Thursday, 10 September 2020

Johnson the M4 vandal

 Arrogant, destructive, careless of our future: those are the terms which immediately came to mind when it was announced that the government in Westminster wants to impose the M4 Relief Road on Wales. It may have been by narrow margins each time, but the people of Wales have consistently voted against the concreting over an irreplaceable wetland for what was, even before Brexit and Covid-19, a minimal gain.
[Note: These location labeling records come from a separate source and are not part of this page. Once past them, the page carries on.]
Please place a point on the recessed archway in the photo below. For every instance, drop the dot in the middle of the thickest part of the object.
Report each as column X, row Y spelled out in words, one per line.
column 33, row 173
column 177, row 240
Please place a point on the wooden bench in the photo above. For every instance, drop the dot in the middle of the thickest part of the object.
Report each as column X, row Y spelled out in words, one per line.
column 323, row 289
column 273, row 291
For justification, walesonline quotes Simon Hart MP, Secretary of State for Wales, airily saying: "Our trade takes place overwhelmingly with the rest of the UK and it is vital that it continues to be seamless, safeguarding thousands of Welsh jobs. For all parts of the UK to grow and thrive, products, ideas and investment must continue to flow unhindered."  He offers no specific evidence for growth in Welsh jobs, which in any case would be restricted to a narrow corridor in the south. Saving ten minutes on a journey between London or Bristol and Cardiff would do nothing for growing poverty in mid and north Wales. Hart has even abandoned the figures of billions of pounds in gains which used to be thrown around by the Tories.

The businesses which benefited most from the M4 up until this year were the hauliers taking advantage of fellow-membership with Ireland of the European Union. In severing our ties with the rest of Europe and at the time of writing consistently refusing to conclude a mutually beneficial trade deal with the EU, Johnson's Tories have devastated that business. Irish trade with the rest of the EU will bypass British ports, and Wales will be the worst sufferer. The effect will be to reduce pressure on the M4.

Apart from lobbing large contracts to construction companies which traditionally contribute to Conservative Party coffers, I suspect that the true reason for increasing capacity on the border crossing is to relieve pressure on housing in the Bristol area. Already Bristol commuters take advantage of cheaper housing in Gwent than they could buy in Somerset and Gloucester. The proposed relief road would open up Newport, Cardiff and the Vale to further development for the benefit of jobs on the other side of the Severn estuary.

However, the pandemic has shown that for at least 50% of office workers it is practical, thanks to improved IT, to work from home. Moreover, as public transport restrictions ease, the benefits of Great Western electrification to Cardiff will begin to show. 

None of these arguments will even be considered by prime minister Johnson, who has a history of wasting tax-payers' money on fruitless schemes, both as mayor of London and throughout the current Covid-19 emergency. Uppermost in his mind will be a show of power over a nation of the UK which dares to use the tools which devolution has granted her, while he sees the UK's and his own regard shrink on the world scene, thanks to his misguided petty nationalism.

One trusts that, though his crony cabinet will support him, the growing opposition in the rest of the Conservative party to his petulant would-be autocracy will either remove him or at least prevent this and similar destructive decisions.